DPRP Serahkan Rekomendasi LKPJ 2025, Gubernur Pastikan Jadi Pedoman Perbaikan

  • 01 Mei 2026 10:35 WIB
  •  Sorong

RRI.CO.ID, Sorong - Dewan Perwakilan Rakyat Provinsi (DPRP) Papua Barat Daya menggelar rapat paripurna dengan agenda penyampaian pandangan umum fraksi-fraksi terhadap Laporan Keterangan Pertanggungjawaban (LKPJ) Gubernur Papua Barat Daya Tahun Anggaran 2025. Kegiatan berlangsung di Vega Prime Hotel, Kota Sorong, Kamis, 30 April 2026.

Sebanyak tujuh fraksi DPRP Papua Barat Daya menyampaikan pandangan umum mereka terhadap LKPJ. Usai seluruh fraksi membacakan pandangan, pimpinan DPRP secara resmi menyerahkan catatan serta rekomendasi kepada Gubernur Papua Barat Daya sebagai bahan evaluasi dan perbaikan kinerja pemerintahan daerah ke depan.

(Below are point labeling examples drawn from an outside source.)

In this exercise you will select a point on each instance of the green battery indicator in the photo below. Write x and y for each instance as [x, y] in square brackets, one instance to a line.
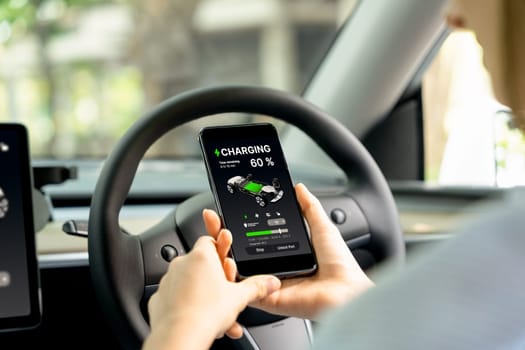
[266, 232]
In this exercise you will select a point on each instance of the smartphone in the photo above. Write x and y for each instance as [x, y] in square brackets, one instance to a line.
[20, 306]
[256, 200]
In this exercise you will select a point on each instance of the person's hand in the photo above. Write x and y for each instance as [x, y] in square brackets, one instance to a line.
[338, 279]
[197, 301]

Ketua DPRP Papua Barat Daya, Ortis F. Sagrim, menegaskan bahwa pembahasan LKPJ merupakan amanat konstitusional sesuai Undang-Undang Nomor 23 Tahun 2014 tentang Pemerintahan Daerah serta Peraturan Pemerintah Nomor 13 Tahun 2019.

“Pelaksanaan pembahasan LKPJ ini merupakan amanat konstitusional. DPR Papua Barat Daya telah melaksanakan fungsi pengawasan melalui pembentukan panitia khusus yang bekerja secara intensif selama kurang lebih satu bulan,” ujarnya.

Ia menjelaskan, DPRP telah mencermati seluruh hasil kerja panitia khusus beserta catatan strategis yang dihasilkan. Karena itu, seluruh rekomendasi yang disampaikan diharapkan menjadi perhatian serius bagi seluruh organisasi perangkat daerah (OPD).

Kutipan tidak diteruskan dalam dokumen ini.